CBS Handled Kevin Ware’s Leg Break Well. Did You?

Kevin Ware, Andrew Bynum, and how we feel about sports injuries.

Aside from the miracle runs by Florida Golf Coast University and Philly’s own La Salle Explorers, this year’s NCAA mens’ basketball tournament had been relatively uneventful- that is, until Sunday night, when a national television audience witnessed one of the most horrific and devastating injuries in the history of televised sports.

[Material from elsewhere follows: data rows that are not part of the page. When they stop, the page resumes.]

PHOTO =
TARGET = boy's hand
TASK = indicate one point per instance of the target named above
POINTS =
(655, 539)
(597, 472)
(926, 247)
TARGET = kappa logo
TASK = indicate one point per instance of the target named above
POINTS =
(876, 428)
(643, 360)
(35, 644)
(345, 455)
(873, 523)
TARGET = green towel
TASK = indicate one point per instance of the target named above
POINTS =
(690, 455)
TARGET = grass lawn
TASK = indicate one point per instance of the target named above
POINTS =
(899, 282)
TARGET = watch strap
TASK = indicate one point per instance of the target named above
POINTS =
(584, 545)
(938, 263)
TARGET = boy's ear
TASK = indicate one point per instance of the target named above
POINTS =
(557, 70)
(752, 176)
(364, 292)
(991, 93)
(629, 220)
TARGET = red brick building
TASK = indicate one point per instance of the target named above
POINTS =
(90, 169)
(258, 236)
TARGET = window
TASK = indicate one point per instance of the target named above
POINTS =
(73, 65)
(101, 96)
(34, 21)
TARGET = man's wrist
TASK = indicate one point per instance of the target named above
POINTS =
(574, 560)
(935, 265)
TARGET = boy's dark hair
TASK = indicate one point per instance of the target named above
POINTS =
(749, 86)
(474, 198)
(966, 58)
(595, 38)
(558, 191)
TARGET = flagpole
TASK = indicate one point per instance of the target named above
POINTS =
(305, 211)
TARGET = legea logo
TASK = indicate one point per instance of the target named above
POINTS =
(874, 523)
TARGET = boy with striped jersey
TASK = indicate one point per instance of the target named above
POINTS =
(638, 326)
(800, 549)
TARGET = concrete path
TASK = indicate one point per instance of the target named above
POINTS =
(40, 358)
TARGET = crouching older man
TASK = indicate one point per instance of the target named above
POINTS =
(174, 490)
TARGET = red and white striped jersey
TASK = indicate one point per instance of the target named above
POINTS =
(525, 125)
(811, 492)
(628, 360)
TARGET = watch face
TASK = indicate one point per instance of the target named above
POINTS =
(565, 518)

Kevin Ware, a guard for Louisville, was defending a shot from a Duke player when he landed awkwardly on the side of the court. Ware suffered a compound fracture of his tibia, and bone was actually protruding from his leg. It was probably the most gruesome injury in a televised basketball game since that moment in the 2006 Big East tournament, when Villanova player Allan Ray’s eye appeared to pop out of its socket for a brief moment.

Ware’s injury actually turned into something of an inspirational story, as Louisville fought to win the game and secure a Final Four berth, with the team rallying around their fallen teammate, and even bringing him the regional championship trophy to hold in his hospital room that night.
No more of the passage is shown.